Overcoming Pandemic Re-Entry Anxiety
As COVID-19 vaccination rates rise and communities return to pre-pandemic lifestyles, many people are experiencing some anxiety or hesitancy about returning to old routines. Maybe you are feeling uncertain about what your post-pandemic social life will look like, or you’re worried about not knowing who is or isn’t vaccinated as mask mandates come to an end. None of us have been through a global pandemic before, so it is completely understandable to have some anxiety about this shift.
Where does re-entry anxiety come from?
Change is hard. Most people had adjusted to pandemic life – masks, social distancing, limiting the number of people you are around – and now we no longer need to do that. Humans are pretty good at adapting to traumatic situations: starting in March of 2020, countless campaigns were telling us how to stay safe, and many of us went into survival mode and embraced that new way of living. However, our brains are not so great at going back to how they were before a traumatic situation.
Trauma affects three parts of the brain: the amygdala, which helps with emotional processing; the prefrontal cortex, which regulates emotional responses; and the hippocampus, which deals with memory. When reminded of a traumatic experience, your amygdala reacts as if you are experiencing that trauma for the first time, while your prefrontal cortex becomes inhibited and makes it harder to manage your fear and anxiety. Reduced activity in your hippocampus makes it challenging to distinguish between the actual traumatic event and your memory of it – meaning that you are likely to think of things that trigger memories of your initial COVID-19 fears as additional threats. For many, trauma can cause your brain to remain hypervigilant, keeping you in a highly emotional and reactive state.

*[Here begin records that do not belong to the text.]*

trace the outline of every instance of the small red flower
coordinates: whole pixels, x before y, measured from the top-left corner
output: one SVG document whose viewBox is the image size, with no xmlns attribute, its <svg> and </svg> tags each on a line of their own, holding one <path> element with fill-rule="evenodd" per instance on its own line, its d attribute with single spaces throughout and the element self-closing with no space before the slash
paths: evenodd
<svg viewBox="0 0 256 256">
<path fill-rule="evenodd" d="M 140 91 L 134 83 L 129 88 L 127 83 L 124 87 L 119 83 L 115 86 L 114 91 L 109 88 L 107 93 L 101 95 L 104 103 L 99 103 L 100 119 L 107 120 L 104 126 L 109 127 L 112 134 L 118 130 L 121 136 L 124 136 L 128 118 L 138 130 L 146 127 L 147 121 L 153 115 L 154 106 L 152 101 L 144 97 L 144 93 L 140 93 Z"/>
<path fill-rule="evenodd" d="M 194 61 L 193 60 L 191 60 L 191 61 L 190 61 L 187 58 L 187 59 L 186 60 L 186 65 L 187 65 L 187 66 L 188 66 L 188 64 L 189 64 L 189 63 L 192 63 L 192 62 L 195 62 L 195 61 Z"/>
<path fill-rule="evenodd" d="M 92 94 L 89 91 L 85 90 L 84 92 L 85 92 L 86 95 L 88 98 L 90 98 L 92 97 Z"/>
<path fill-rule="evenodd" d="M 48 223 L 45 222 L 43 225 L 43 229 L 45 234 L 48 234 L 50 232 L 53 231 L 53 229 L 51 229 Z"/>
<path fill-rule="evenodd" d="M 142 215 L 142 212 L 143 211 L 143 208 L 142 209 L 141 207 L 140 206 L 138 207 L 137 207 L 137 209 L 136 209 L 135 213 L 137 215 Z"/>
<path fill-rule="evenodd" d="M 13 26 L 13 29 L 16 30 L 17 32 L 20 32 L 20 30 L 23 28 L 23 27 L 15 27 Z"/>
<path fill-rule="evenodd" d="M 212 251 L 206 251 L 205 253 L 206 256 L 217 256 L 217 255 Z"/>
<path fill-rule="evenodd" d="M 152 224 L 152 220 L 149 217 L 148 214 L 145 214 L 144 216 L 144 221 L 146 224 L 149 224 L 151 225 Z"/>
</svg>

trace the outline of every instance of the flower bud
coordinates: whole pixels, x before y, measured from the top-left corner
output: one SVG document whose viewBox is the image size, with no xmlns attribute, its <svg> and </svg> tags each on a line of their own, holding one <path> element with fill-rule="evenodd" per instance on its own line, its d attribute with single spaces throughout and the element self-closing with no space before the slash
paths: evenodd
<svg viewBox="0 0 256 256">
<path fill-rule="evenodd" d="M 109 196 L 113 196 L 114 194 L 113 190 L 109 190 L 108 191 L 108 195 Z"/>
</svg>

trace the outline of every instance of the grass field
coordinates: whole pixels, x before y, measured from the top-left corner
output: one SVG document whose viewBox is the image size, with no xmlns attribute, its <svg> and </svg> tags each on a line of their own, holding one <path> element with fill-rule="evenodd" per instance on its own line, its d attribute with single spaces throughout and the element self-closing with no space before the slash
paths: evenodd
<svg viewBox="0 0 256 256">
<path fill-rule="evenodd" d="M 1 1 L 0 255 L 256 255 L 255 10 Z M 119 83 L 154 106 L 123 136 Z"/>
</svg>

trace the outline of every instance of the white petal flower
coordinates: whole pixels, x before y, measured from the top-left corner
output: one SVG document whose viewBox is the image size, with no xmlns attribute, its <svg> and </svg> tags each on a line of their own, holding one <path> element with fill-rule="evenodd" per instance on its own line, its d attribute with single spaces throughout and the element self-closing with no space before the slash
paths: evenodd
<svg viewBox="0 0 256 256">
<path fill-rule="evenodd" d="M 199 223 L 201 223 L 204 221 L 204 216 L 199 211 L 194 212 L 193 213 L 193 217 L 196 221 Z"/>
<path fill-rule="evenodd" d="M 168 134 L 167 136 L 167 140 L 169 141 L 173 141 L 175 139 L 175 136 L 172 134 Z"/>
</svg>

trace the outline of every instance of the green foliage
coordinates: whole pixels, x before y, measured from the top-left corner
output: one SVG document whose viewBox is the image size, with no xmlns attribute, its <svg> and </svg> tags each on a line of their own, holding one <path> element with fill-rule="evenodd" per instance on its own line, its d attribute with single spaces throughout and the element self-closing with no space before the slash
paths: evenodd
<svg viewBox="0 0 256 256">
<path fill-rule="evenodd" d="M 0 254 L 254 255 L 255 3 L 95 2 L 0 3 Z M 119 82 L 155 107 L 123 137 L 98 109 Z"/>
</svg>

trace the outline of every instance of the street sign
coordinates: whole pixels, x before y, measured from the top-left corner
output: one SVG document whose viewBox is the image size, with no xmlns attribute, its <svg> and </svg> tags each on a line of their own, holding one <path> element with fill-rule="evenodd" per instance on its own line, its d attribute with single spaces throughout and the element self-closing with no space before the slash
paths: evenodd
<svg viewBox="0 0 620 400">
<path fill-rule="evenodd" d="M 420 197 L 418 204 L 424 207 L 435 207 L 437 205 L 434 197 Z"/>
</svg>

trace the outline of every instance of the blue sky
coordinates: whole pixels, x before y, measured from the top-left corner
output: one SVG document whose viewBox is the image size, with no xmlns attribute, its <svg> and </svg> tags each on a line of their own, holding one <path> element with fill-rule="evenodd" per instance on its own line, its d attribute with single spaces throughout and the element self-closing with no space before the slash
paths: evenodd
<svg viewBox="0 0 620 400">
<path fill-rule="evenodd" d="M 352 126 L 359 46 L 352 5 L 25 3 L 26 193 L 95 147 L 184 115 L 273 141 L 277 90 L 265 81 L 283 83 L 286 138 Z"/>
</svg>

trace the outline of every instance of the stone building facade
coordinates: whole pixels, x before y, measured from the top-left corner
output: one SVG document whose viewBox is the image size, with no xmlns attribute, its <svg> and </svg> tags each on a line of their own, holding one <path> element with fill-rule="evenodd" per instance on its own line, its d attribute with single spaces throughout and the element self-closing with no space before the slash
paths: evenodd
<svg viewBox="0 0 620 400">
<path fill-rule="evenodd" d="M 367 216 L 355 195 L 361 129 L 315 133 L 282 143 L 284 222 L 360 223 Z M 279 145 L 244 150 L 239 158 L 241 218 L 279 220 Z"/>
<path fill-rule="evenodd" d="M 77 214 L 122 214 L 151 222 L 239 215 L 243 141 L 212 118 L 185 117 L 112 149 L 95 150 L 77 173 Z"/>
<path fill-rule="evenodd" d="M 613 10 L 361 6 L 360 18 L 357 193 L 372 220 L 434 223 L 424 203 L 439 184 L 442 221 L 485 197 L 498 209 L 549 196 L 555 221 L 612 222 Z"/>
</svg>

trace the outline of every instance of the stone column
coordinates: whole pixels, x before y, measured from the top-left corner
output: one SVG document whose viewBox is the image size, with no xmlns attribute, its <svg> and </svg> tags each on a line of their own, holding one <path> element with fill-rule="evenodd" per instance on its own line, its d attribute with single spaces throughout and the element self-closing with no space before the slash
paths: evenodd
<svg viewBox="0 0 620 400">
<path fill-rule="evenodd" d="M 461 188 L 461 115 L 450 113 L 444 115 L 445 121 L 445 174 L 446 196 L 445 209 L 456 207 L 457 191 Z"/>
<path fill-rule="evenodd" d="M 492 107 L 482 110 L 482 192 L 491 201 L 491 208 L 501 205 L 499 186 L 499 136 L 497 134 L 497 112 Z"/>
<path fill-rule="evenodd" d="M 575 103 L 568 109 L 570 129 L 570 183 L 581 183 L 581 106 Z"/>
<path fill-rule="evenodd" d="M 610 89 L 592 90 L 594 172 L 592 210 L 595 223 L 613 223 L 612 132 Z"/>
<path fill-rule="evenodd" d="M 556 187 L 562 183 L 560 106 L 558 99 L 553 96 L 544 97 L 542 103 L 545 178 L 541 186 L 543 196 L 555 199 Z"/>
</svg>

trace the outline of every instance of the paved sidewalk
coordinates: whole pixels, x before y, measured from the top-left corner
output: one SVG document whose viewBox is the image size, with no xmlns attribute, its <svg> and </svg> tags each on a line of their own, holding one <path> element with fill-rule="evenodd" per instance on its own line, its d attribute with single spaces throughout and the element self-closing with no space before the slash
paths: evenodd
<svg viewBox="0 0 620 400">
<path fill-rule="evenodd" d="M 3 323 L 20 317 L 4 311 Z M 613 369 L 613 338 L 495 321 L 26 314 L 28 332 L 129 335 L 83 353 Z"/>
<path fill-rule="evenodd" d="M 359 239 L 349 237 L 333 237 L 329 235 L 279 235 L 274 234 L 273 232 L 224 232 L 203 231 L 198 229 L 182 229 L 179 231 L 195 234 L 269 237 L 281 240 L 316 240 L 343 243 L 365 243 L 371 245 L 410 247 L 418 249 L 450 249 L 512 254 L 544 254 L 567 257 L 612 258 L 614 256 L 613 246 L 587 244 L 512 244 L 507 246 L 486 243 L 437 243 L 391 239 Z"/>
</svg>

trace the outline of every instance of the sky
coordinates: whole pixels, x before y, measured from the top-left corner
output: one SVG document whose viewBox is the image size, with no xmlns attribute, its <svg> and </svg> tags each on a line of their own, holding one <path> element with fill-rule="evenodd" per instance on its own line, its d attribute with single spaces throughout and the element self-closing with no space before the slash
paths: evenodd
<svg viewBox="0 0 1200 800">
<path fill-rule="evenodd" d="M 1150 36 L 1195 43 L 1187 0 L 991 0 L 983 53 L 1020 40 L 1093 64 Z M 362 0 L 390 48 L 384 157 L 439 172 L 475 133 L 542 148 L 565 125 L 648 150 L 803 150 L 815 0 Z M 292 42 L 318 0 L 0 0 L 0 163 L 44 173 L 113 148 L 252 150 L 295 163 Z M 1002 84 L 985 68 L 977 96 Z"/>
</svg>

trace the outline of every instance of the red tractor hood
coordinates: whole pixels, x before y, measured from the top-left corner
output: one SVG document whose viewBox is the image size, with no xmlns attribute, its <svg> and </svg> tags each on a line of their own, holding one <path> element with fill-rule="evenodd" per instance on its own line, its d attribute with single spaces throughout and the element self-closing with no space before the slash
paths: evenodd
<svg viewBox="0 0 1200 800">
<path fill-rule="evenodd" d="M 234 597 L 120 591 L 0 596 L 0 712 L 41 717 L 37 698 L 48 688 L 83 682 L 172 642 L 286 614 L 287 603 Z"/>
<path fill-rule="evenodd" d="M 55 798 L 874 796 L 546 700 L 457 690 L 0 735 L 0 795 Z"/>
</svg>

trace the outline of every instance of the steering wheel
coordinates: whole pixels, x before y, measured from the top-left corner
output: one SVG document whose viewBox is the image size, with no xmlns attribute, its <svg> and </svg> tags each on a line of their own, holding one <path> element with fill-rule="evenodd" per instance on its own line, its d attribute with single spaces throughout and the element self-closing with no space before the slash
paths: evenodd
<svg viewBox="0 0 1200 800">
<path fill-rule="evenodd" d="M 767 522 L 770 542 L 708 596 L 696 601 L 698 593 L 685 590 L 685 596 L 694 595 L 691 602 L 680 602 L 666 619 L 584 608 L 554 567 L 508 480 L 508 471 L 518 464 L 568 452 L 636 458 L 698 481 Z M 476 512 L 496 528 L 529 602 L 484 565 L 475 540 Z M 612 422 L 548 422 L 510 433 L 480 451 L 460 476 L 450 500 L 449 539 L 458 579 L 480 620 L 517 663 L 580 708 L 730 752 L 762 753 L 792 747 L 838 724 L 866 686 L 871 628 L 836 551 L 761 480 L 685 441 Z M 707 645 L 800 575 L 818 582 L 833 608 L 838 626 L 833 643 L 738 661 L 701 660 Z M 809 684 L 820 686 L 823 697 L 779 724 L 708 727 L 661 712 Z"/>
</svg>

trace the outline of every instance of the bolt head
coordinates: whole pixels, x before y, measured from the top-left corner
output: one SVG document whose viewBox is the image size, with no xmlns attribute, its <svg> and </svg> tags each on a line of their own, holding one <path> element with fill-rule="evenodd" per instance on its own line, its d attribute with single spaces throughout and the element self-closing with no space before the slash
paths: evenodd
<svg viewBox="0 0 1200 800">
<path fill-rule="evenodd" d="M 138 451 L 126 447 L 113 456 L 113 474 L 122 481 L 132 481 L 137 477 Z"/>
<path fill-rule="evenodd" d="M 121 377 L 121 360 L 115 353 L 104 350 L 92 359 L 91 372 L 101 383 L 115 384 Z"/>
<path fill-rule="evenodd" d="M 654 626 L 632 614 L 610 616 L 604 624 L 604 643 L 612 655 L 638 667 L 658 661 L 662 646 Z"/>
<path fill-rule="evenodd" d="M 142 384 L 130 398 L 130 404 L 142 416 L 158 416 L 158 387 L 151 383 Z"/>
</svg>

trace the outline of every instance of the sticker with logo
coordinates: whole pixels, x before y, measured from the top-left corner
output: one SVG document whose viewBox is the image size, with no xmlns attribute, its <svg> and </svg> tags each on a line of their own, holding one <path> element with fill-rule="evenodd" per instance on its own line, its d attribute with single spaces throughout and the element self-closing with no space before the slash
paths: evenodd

While COVID-19 pandemic comes to an end, there are no campaigns helping us to reacclimate to our old lives, leaving many people feeling like they are struggling alone. People also tend to process emotions after a traumatic event, not during – so having a tough time right now is to be expected. Wanting to get back into the swing of things but feeling like there is a mental block holding you back can be frustrating.
Here are six tips from Mental Health America to help you adjust:
Accept your feelings. Do not be too hard on yourself if you are not ready to jump back into things. Your life may be quite different than it was before the COVID-19 pandemic. Many people are now navigating changes to their relationships, jobs, bodies, and more. Avoiding the unpleasant feelings, you may have about these changes might feel more comfortable at first, but they will not go away – acknowledging how you feel can help you to cope and move through those challenging emotions.
Start slow and small. It is common to avoid the things that make you anxious – but you usually need to face your fears head-on at some point to move past them. The best way to get more comfortable with post-pandemic life is to start living it – this is called exposure therapy, and it is an effective way of treating anxiety. Find what specifically worries you about returning to pre-pandemic living and take baby steps to ease your way back in.
Set boundaries. We all have different comfort levels around pandemic safety, and some people will need more time to adjust than others. You may have friends and family members who are ready to operate the way they did before COVID-19 and others who aren’t quite there yet. Maybe you’re in a different situation than others, like living with someone who can’t get vaccinated or being unable to get vaccinated yourself, so you need to remain cautious. Setting boundaries can feel awkward, so take some time to think about what boundaries you need and your reasons for setting them so that you can go into social interactions feeling more prepared. If possible, aim to set boundaries before meeting up with people – if a friend asks you to get lunch at a place with both indoor and outdoor seating, voice ahead of time if you are only comfortable sitting outside. Remember that everyone is allowed to create their own timeline – respect the decisions of others and stay firm with your boundaries.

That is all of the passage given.